There’s no question the economic news is positive. However, the full story is more complicated.  Generalizing about the economic well-being of individuals and families based on the national picture is a little like seeing sunshine out of your window and assuming there is good weather everywhere.

The Economic Innovation Group (EIG), a bi-partisan public policy organization, has released a comprehensive report that measures the economic vitality of individual communities. The Distressed Communities Index used seven metrics (education level, housing vacancy rate, percentage of adults not working, poverty rate, median income, job and business changes and growth) to make its calculations and narrow those findings to individual zip codes.

EIG found that one in six Americans lives in a distressed zip code.  “Some are predominantly minority, while others are nearly exclusively white,” the report found.  “These 5,225 zip codes are the places that have fallen through the cracks of the U.S. economy.  Their residents struggle to access economic opportunities that offer the chance for a better life.”

Mississippi had the largest share of its population living in distressed areas—43 percent—followed by Alabama, West Virginia, Arkansas and Louisiana.  In the Mountain State, one third of our people (34 percent) live in distressed communities.   West Virginia does have regions that are thriving—the eastern panhandle and the I-79 corridor between Morgantown and Bridgeport—but many areas have never recovered from the economic downturn, said EIG Co-Founder and President John Lettieri.

“The real challenge is in that bottom 20 percent that are doing so badly that they are dragging down the state’s overall numbers,” Lettieri said on Talkline Thursday.  “What we see is a brutal recession for West Virginia’s economically distressed zip codes and a true lack of recovery in those same areas.  The recovery hasn’t reached them at all.”

Lettieri said this severe disparity is a relatively new trend. The economic boom of the 1990’s was spread more broadly, but the post Great Recession recovery has left behind tens of thousands of communities. The vital elements of economic vitality including new business creation and the willingness of people to move for better opportunity never returned.

“All those measures have collapsed,” Lettieri said, “and unlike the stock market or GDP or unemployment, there’s really been no improvement, particularly on the start-up side.”

Lettieri is a political agnostic on the reasons for uneven recovery. “This is not a Trump economy problem. It wasn’t an Obama economy problem.  It’s really the trend of 21st Century growth.”
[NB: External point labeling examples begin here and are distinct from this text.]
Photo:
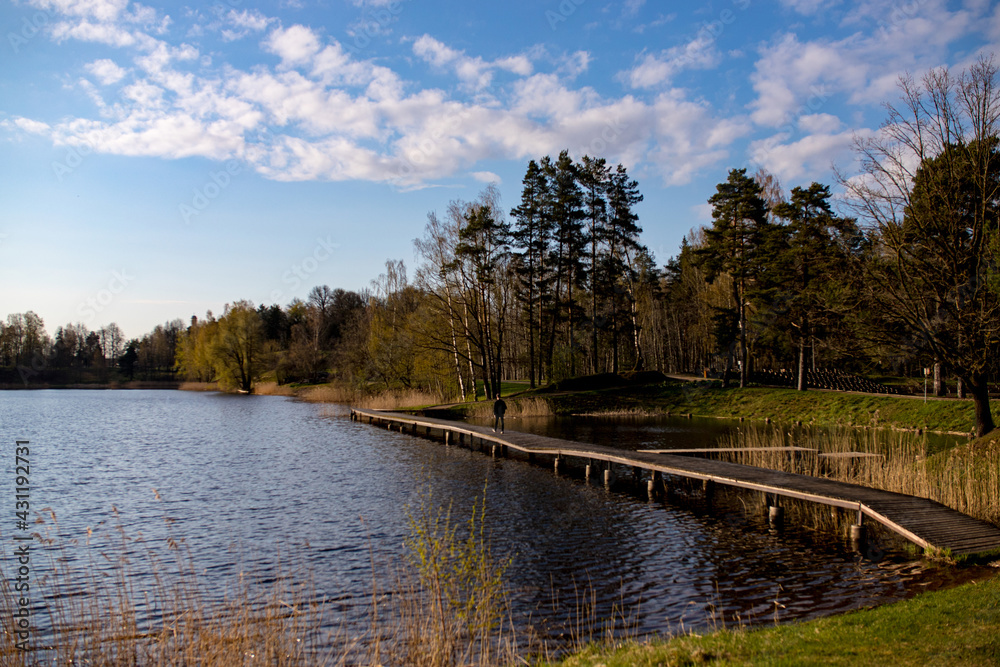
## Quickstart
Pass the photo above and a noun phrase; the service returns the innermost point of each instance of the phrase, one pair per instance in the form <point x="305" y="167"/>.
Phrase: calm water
<point x="243" y="476"/>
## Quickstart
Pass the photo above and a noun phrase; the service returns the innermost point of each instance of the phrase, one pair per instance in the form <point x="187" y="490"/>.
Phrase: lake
<point x="244" y="478"/>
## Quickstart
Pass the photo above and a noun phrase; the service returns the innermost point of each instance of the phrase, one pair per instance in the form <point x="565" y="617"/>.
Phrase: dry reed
<point x="118" y="601"/>
<point x="130" y="606"/>
<point x="273" y="389"/>
<point x="965" y="478"/>
<point x="516" y="407"/>
<point x="198" y="386"/>
<point x="400" y="398"/>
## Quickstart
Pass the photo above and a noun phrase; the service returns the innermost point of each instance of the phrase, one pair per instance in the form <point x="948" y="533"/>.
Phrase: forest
<point x="895" y="274"/>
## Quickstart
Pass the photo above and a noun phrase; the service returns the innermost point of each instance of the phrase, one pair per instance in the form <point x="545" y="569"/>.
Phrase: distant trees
<point x="22" y="337"/>
<point x="563" y="285"/>
<point x="930" y="196"/>
<point x="733" y="246"/>
<point x="805" y="264"/>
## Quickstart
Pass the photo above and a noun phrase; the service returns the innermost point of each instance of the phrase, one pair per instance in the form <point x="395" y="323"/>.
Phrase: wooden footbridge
<point x="926" y="523"/>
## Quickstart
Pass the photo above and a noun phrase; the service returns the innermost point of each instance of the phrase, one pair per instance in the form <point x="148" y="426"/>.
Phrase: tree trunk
<point x="801" y="382"/>
<point x="729" y="366"/>
<point x="981" y="399"/>
<point x="454" y="348"/>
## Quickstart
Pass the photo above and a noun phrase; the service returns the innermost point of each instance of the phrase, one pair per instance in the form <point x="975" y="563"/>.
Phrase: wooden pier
<point x="926" y="523"/>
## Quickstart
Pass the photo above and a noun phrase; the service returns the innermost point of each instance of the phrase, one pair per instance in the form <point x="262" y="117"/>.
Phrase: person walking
<point x="499" y="408"/>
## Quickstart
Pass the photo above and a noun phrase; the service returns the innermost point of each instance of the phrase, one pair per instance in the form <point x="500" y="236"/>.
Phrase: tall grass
<point x="965" y="478"/>
<point x="400" y="398"/>
<point x="516" y="407"/>
<point x="133" y="604"/>
<point x="118" y="600"/>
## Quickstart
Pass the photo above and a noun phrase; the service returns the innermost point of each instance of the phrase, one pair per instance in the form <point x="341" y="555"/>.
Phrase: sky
<point x="162" y="159"/>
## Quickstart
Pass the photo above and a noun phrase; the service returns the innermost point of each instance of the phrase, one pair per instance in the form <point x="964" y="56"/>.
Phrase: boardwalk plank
<point x="926" y="522"/>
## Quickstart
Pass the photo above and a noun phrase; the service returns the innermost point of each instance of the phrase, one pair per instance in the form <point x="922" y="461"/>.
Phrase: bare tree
<point x="930" y="194"/>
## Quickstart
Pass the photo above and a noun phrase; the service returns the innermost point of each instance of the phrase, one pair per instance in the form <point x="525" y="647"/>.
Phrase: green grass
<point x="785" y="405"/>
<point x="960" y="626"/>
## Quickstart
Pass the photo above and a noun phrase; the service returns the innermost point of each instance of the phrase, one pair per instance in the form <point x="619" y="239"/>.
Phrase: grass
<point x="965" y="478"/>
<point x="786" y="405"/>
<point x="105" y="613"/>
<point x="960" y="626"/>
<point x="115" y="600"/>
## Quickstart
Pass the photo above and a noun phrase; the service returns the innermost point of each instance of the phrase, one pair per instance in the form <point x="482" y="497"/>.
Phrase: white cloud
<point x="296" y="45"/>
<point x="100" y="10"/>
<point x="804" y="159"/>
<point x="106" y="71"/>
<point x="249" y="19"/>
<point x="31" y="126"/>
<point x="486" y="177"/>
<point x="795" y="76"/>
<point x="656" y="70"/>
<point x="809" y="7"/>
<point x="474" y="73"/>
<point x="819" y="123"/>
<point x="243" y="23"/>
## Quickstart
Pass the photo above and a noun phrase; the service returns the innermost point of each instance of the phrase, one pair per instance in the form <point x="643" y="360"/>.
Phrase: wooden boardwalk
<point x="924" y="522"/>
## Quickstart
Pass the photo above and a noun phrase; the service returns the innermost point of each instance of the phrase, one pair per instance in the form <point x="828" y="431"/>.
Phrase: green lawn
<point x="960" y="626"/>
<point x="786" y="405"/>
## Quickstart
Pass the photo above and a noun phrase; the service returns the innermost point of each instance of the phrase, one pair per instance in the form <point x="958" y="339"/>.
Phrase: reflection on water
<point x="662" y="432"/>
<point x="243" y="476"/>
This is a deeply troubling dynamic. One of the strengths of the American economy has been that growth has widely shared benefits which, in turn, created and sustained a strong middle class.  As President John F. Kennedy famously said, “A rising tide lifts all boats.”

Millions of Americans are benefiting from the long recovery and West Virginia is finally climbing out of the economic doldrums.  However, it appears this rising tide is leaving behind too many boats with millions of people aboard.